The rates on the Dominguez Hills campus, for example, are lower for Black and Latino men. The six-year rate for Black men is 36.4% and 38.9% for Latino men on the campus. Data for Native American and Native Hawaiian or Pacific Islander students was not available.
“We need to hire full-time folks and we need to really give them training,” Franklin said. “We need to begin to connect with our institutional research office and understand our data better. It doesn’t necessarily mean we need more money, but we do need to spend the money that we have differently in order to ensure that those male of color programs get the kind of support they need.”
With the new funding, the campuses will work together to assess and evaluate instructors and staff, while also providing professional development opportunities. The campuses would also work with their community college partners to better assist them in transferring more Black and brown students to the universities.

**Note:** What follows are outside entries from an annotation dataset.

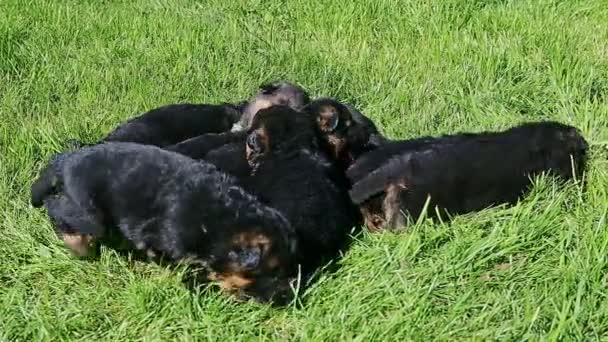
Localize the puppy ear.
[317,107,340,133]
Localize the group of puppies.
[31,82,588,304]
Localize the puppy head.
[246,106,318,167]
[208,210,297,301]
[232,81,310,131]
[304,98,383,166]
[61,233,97,258]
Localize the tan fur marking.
[207,273,253,291]
[382,182,407,229]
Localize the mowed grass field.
[0,0,608,341]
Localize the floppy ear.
[317,108,340,133]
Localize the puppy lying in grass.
[166,82,310,178]
[347,122,588,230]
[71,82,309,148]
[31,143,297,302]
[245,106,360,275]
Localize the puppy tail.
[30,154,64,208]
[348,155,412,205]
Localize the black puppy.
[246,106,360,274]
[347,122,588,230]
[232,81,310,132]
[303,98,387,169]
[31,143,297,301]
[166,82,309,178]
[70,82,308,148]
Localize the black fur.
[165,131,251,179]
[347,122,588,229]
[242,106,359,273]
[102,103,241,147]
[66,82,309,149]
[31,143,297,300]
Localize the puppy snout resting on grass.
[31,143,297,301]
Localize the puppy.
[303,98,387,169]
[31,143,297,301]
[232,81,310,132]
[166,82,310,178]
[347,122,588,230]
[246,106,359,274]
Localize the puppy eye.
[228,251,239,261]
[319,115,340,133]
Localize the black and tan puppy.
[246,106,360,274]
[31,143,297,301]
[70,82,308,149]
[347,122,588,230]
[303,98,386,169]
[232,81,310,132]
[166,81,309,178]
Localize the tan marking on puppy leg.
[232,232,272,253]
[62,233,94,257]
[207,272,253,292]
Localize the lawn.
[0,0,608,341]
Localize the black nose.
[247,132,262,152]
[239,249,260,270]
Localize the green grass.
[0,0,608,341]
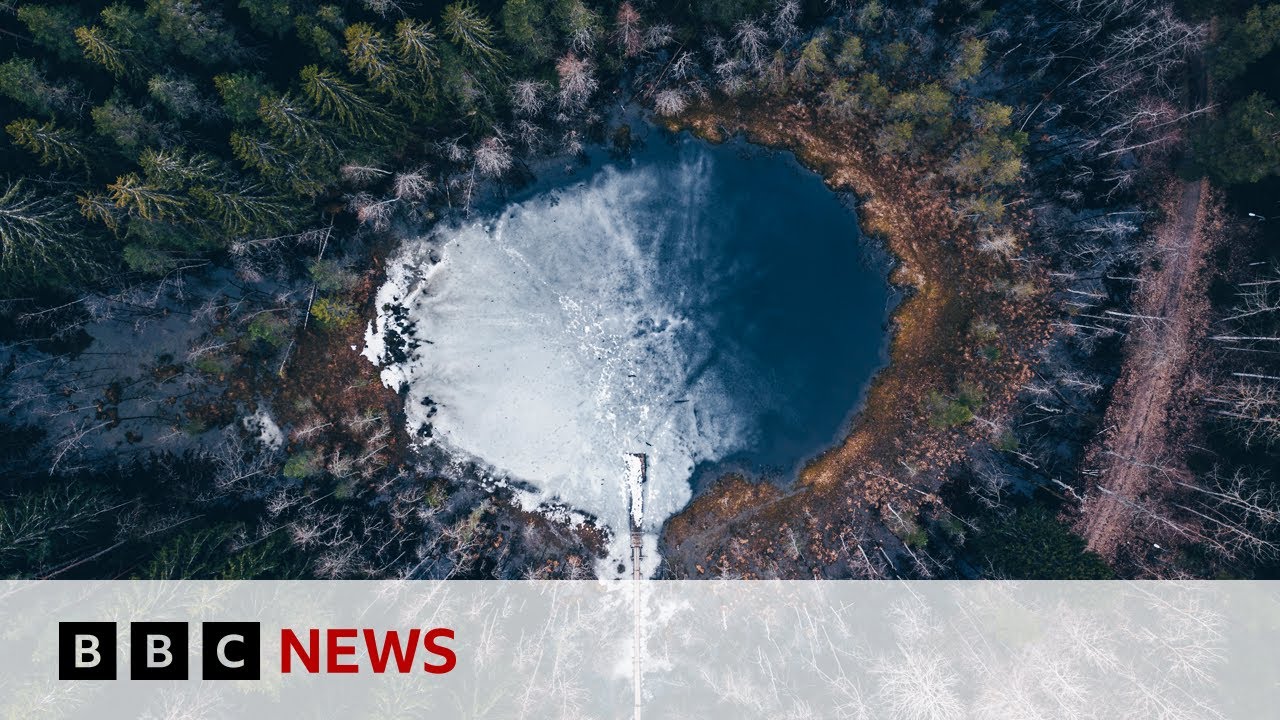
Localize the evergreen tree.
[0,58,77,117]
[502,0,556,65]
[443,3,507,73]
[1210,3,1280,83]
[1194,92,1280,184]
[0,179,95,290]
[214,72,271,126]
[4,118,88,172]
[302,65,397,138]
[18,3,84,63]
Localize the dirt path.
[1079,175,1207,557]
[1076,50,1208,559]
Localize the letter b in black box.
[201,623,262,680]
[129,623,191,680]
[58,623,115,680]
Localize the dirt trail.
[1076,51,1210,559]
[1080,179,1208,557]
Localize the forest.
[0,0,1280,579]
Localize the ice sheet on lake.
[365,154,764,574]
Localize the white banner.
[0,582,1280,720]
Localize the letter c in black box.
[201,623,262,680]
[58,623,115,680]
[129,623,191,680]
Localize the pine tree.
[106,173,187,220]
[191,187,292,234]
[76,26,128,78]
[444,3,507,74]
[1194,92,1280,184]
[0,179,93,288]
[0,58,77,117]
[18,3,84,63]
[4,118,88,172]
[302,65,396,138]
[257,94,338,159]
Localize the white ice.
[365,154,751,577]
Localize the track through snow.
[365,140,884,575]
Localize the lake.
[365,129,890,574]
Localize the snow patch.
[241,407,284,450]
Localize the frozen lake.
[365,131,888,574]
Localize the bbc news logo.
[58,623,262,680]
[58,623,458,680]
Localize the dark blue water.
[371,131,888,563]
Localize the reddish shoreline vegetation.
[0,0,1280,579]
[664,102,1047,578]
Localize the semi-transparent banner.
[0,582,1280,720]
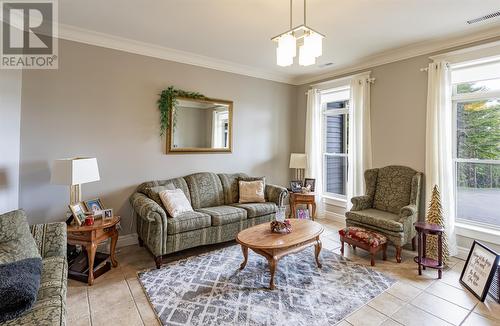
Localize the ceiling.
[59,0,500,84]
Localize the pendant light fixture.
[271,0,325,67]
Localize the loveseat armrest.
[130,192,167,225]
[351,195,373,211]
[264,184,288,205]
[30,222,67,258]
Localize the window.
[321,87,350,199]
[452,60,500,229]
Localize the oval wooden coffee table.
[236,219,323,290]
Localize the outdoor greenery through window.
[321,87,350,199]
[452,61,500,228]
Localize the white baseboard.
[324,211,345,223]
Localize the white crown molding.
[292,26,500,85]
[59,24,292,84]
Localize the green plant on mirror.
[158,86,206,136]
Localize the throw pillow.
[144,183,175,206]
[0,258,42,323]
[160,189,193,217]
[0,210,41,264]
[238,180,266,203]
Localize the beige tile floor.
[67,218,500,326]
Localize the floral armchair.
[346,165,422,263]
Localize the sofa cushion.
[231,202,278,218]
[0,258,42,323]
[184,172,224,209]
[346,208,403,232]
[0,210,41,264]
[218,173,247,205]
[373,165,417,214]
[37,256,68,300]
[197,205,247,226]
[167,212,212,234]
[137,178,191,207]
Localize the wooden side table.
[413,222,444,278]
[67,216,120,285]
[290,192,316,221]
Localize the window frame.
[320,84,351,202]
[451,73,500,231]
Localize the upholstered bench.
[339,226,387,266]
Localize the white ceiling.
[59,0,500,84]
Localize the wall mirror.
[167,98,233,153]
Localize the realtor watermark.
[0,0,58,69]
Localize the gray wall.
[20,40,296,234]
[0,70,22,214]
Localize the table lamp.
[290,153,307,181]
[50,157,101,205]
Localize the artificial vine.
[158,86,206,136]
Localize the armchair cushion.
[346,208,403,232]
[167,211,212,234]
[197,206,247,226]
[232,202,278,218]
[373,165,417,214]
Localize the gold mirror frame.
[167,97,233,154]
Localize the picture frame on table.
[102,208,114,220]
[295,208,311,220]
[84,198,104,216]
[460,240,500,302]
[304,178,316,192]
[68,202,87,226]
[290,180,302,192]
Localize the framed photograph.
[304,178,316,192]
[85,198,104,215]
[102,208,113,220]
[295,208,309,220]
[290,180,302,192]
[460,240,500,302]
[69,203,86,225]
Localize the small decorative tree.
[426,185,450,264]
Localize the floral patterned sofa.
[0,210,68,326]
[346,165,422,262]
[130,172,286,268]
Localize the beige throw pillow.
[160,189,193,217]
[238,180,266,203]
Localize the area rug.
[138,245,395,326]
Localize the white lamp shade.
[290,153,307,169]
[50,157,101,185]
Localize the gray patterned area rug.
[138,246,395,326]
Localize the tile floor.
[67,218,500,326]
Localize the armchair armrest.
[130,192,167,227]
[264,184,288,205]
[351,195,373,211]
[399,204,417,223]
[30,222,67,258]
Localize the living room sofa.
[130,172,287,268]
[0,210,68,326]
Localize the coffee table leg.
[267,256,278,290]
[314,238,322,268]
[240,245,248,270]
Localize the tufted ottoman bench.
[339,226,387,266]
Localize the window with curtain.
[451,58,500,229]
[321,86,350,199]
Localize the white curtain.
[425,61,457,256]
[347,75,372,210]
[306,88,324,214]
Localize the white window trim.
[452,59,500,232]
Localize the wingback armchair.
[346,165,422,263]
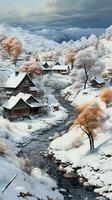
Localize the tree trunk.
[88,132,94,152]
[84,63,88,89]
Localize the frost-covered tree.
[1,37,22,65]
[97,42,106,57]
[76,50,97,89]
[65,52,75,69]
[73,104,103,152]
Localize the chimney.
[15,70,19,76]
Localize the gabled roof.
[16,92,39,103]
[52,65,69,70]
[3,92,47,110]
[90,76,105,84]
[5,72,34,88]
[3,96,30,110]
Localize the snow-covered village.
[0,0,112,200]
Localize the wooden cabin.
[4,72,41,98]
[3,96,30,120]
[43,62,49,69]
[55,62,61,65]
[90,77,105,88]
[3,93,48,120]
[43,65,71,75]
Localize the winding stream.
[20,93,106,200]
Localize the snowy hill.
[0,25,112,199]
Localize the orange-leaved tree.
[20,61,43,75]
[73,103,103,152]
[65,52,75,69]
[100,88,112,107]
[1,37,22,65]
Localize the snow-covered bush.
[19,158,32,175]
[0,141,7,156]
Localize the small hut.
[90,76,105,88]
[4,71,40,98]
[3,93,48,120]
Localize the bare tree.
[73,104,102,152]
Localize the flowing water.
[20,94,107,200]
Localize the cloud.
[0,0,112,30]
[30,27,104,42]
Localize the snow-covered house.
[4,71,42,98]
[3,93,48,120]
[43,65,71,74]
[42,61,54,68]
[55,61,61,65]
[90,76,105,87]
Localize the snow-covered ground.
[48,27,112,199]
[0,25,112,200]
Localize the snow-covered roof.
[42,61,54,67]
[52,65,68,70]
[3,92,47,110]
[90,76,105,84]
[5,72,33,88]
[3,96,28,110]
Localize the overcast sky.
[0,0,112,41]
[0,0,112,28]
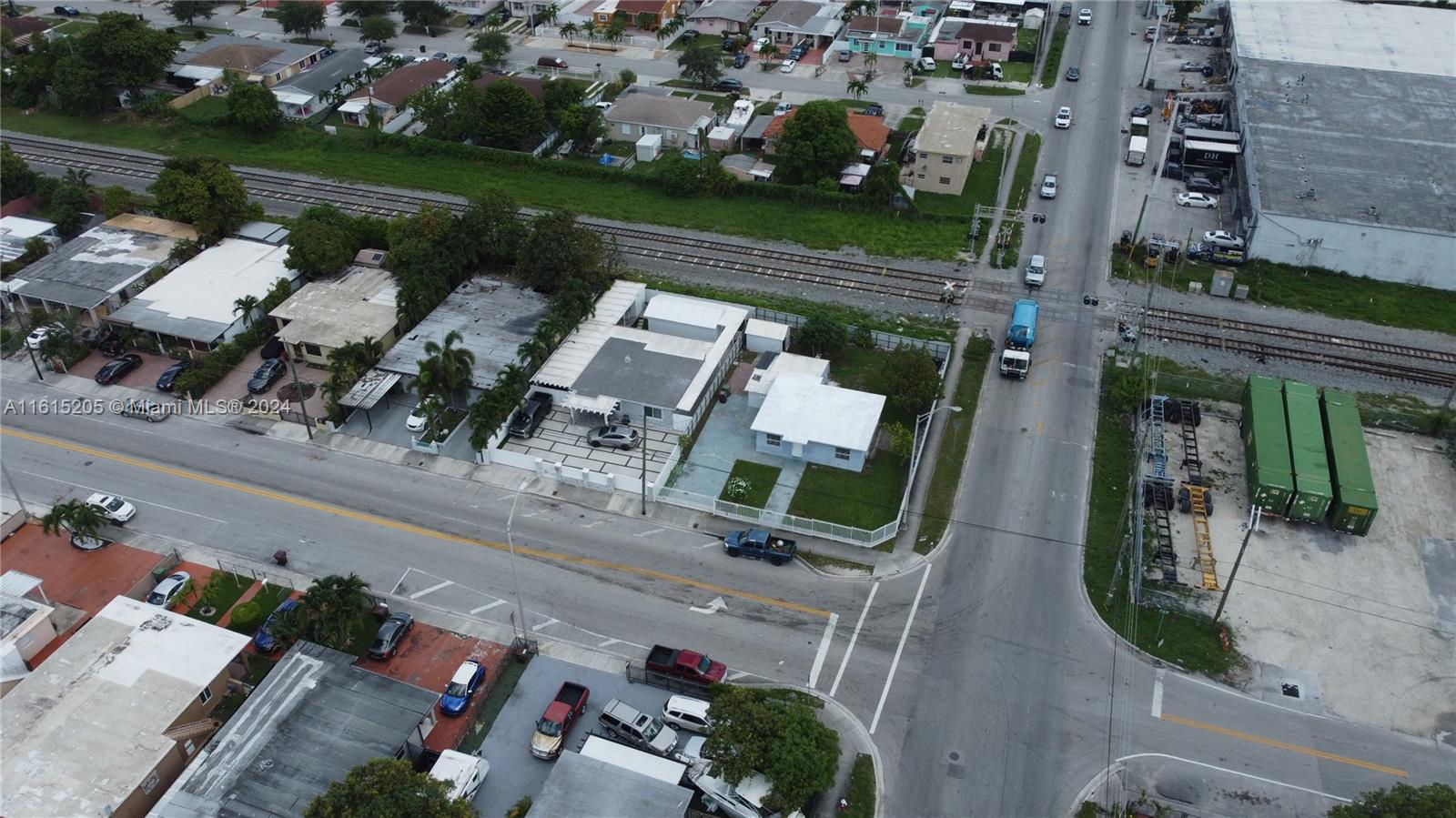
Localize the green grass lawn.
[915,128,1012,220]
[1041,19,1072,87]
[1112,250,1456,335]
[915,338,996,553]
[0,106,964,259]
[718,459,784,508]
[992,134,1041,269]
[789,448,907,529]
[1082,364,1242,678]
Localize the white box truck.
[430,750,490,801]
[1127,136,1148,165]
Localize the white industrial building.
[1228,0,1456,289]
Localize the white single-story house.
[752,374,885,471]
[531,281,748,434]
[106,238,298,352]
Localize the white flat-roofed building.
[0,597,249,818]
[752,374,885,471]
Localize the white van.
[430,750,490,801]
[1026,257,1046,287]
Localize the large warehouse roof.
[1239,60,1456,231]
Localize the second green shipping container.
[1242,376,1294,515]
[1284,380,1335,522]
[1320,389,1379,537]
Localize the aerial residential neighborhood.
[0,0,1456,818]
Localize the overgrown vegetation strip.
[915,338,996,554]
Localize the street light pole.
[505,478,531,649]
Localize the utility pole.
[1213,505,1259,627]
[282,348,313,439]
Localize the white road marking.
[869,563,932,735]
[810,612,839,690]
[410,580,454,600]
[828,580,879,699]
[1118,752,1350,803]
[20,469,228,525]
[687,597,728,614]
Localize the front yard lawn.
[718,459,782,508]
[789,450,913,529]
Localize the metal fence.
[657,486,901,547]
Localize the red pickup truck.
[646,645,728,684]
[531,682,592,760]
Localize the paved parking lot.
[500,406,677,480]
[475,656,681,816]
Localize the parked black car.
[248,359,288,395]
[369,614,415,662]
[157,361,192,391]
[96,354,141,386]
[507,391,553,438]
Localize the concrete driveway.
[475,656,684,815]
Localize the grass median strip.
[0,100,966,259]
[915,338,996,554]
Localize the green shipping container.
[1284,380,1335,522]
[1320,389,1379,537]
[1242,376,1294,515]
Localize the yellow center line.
[1159,713,1410,779]
[0,429,830,619]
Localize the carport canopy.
[339,369,403,410]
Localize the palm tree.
[233,296,262,329]
[41,500,106,543]
[274,573,373,652]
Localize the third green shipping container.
[1320,389,1379,537]
[1284,380,1335,522]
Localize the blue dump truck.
[1002,298,1036,380]
[723,529,798,565]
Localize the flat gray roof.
[1239,60,1456,231]
[151,641,440,818]
[532,751,693,818]
[377,278,551,389]
[15,224,177,310]
[572,337,703,409]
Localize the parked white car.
[1178,194,1218,208]
[86,492,136,525]
[1203,230,1243,250]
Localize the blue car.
[253,600,298,653]
[440,660,485,716]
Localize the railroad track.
[5,134,966,303]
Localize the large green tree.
[1330,783,1456,818]
[275,573,373,653]
[774,99,859,184]
[0,144,36,201]
[278,0,323,36]
[166,0,217,25]
[677,38,723,87]
[359,15,399,44]
[303,758,476,818]
[75,12,177,100]
[515,209,606,293]
[399,0,450,36]
[284,220,359,278]
[147,156,249,240]
[228,78,282,134]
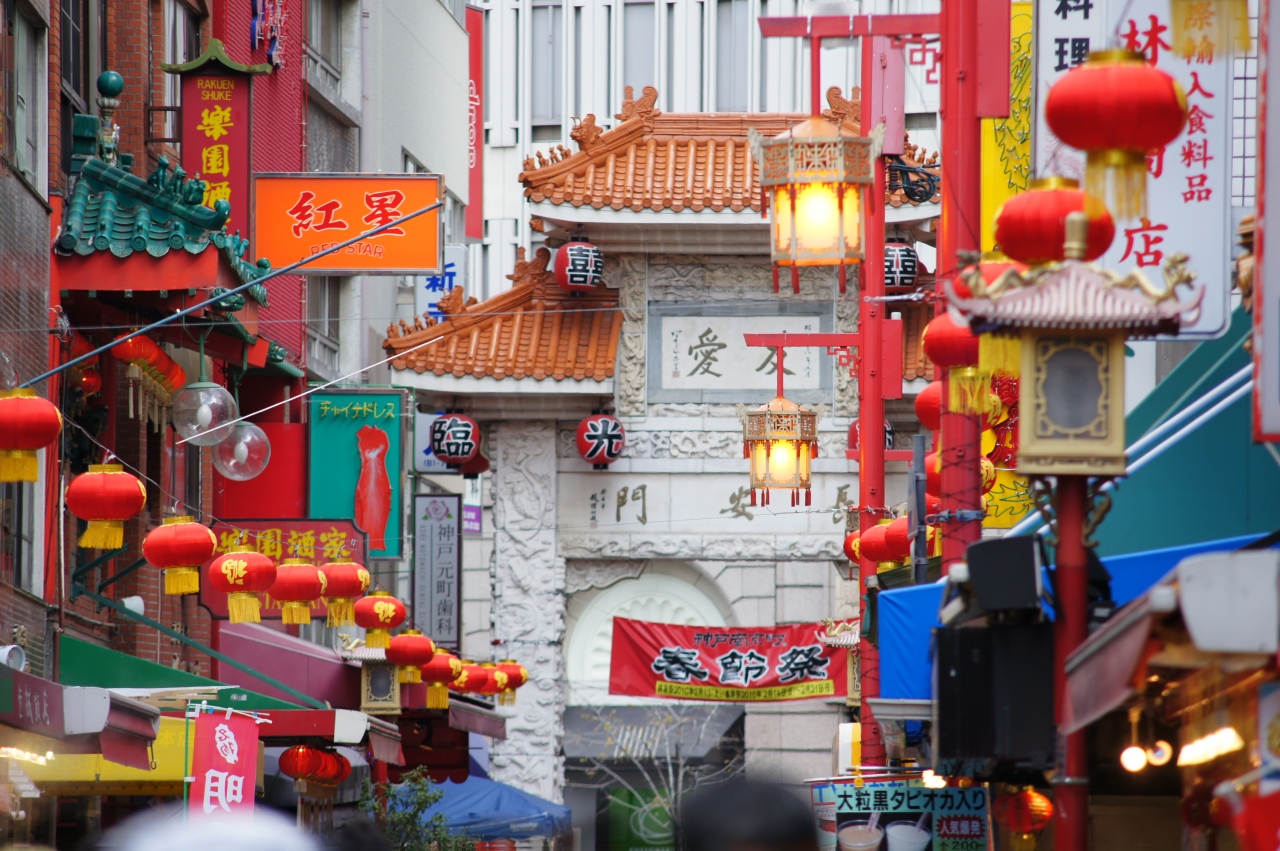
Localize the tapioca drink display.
[836,822,884,851]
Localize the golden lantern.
[760,115,872,293]
[742,396,818,505]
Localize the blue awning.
[404,777,572,839]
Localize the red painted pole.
[937,0,982,573]
[860,36,884,765]
[1053,476,1089,851]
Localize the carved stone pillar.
[489,421,564,801]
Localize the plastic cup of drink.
[836,822,884,851]
[884,822,933,851]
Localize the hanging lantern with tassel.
[387,630,435,682]
[67,465,147,549]
[355,590,407,650]
[207,549,275,623]
[320,558,370,627]
[142,516,218,596]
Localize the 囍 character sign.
[609,618,849,703]
[252,173,444,275]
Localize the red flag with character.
[189,712,257,819]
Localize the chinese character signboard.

Members of the consortium have already visited other universities outside of California that have seen success in improving graduation rates for Black and Latino students such as Georgia State University, Urban Prep Academies in Chicago and the University of Texas at Austin, Franklin said.
And while they’re unsure which strategies will work best for Cal State students, figuring it out is part of the funding.
“Our funders have also given us an opportunity to take the funding they’ve given us to provide it as seed money for campuses to put some innovative programs and strategies in place,” Franklin said. “Fail fast or succeed fast, and learn what they need to do in order to scale those things that work.”
Black Honors College
Sacramento State is also trying something new to help not only the Black students on its campuses but across the system.
This fall, the university will debut the country’s first Black Honors College. Sac State has one of the CSU’s largest populations of Black students, and low graduation rates. The six-year rate for all Black students is about 45%.
“We’re the No. 1 institution serving Black students and we’re in the bottom third when it comes to graduation rates,” Sac State President Luke Wood said. “Our 75-year history has shown that what we’re doing is not working. I don’t just speak about that from the perspective of being president here, but I was a student here at Sac State. I got my bachelor’s degree here. I got my master’s degree here, and many of the people who are my contemporaries never graduated because the institution is not designed to support Black students.”
Sac State officials also looked outside of California for solutions, particularly at historically Black colleges and universities where graduation rates are much higher.
“We’re creating an institution within the institution so students have a standalone experience with their own curriculum, their own faculty, their staff, their space,” Wood said.
The college would be open to students of all majors, but the first two years of curriculum would have an African-American focus. For example, political science or statistics classes would have a unique focus on Black politics, issues and community.
Wood said the idea is built on research that shows creating a “family-like environment” and offering a curriculum relevant to students’ lives and experiences improves their academic success.
The new college will have 6,000-square feet of dedicated space with its own faculty, dean, counselors, academic advisers, support staff and outreach. But the ultimate goal is to see more Black Honors Colleges appear statewide and nationally, despite the conservative attacks on diversity, equity and inclusion happening in other states.
But Wood anticipates more Black Honors Colleges appearing on community college campuses, some of which have already contacted Sac State for guidance or information, with the potential to establish a transfer relationship with the university.
“We’re going to grow this Honors College pretty extensively,” he said. “Our goal right now is 500 or 600, but when we can get more resources, our goal is to get to a thousand students.”
NOTE: EdSource receives funding from several foundations, including the College Futures Foundation and ECMC Foundation. EdSource maintains sole editorial control over the content of its coverage.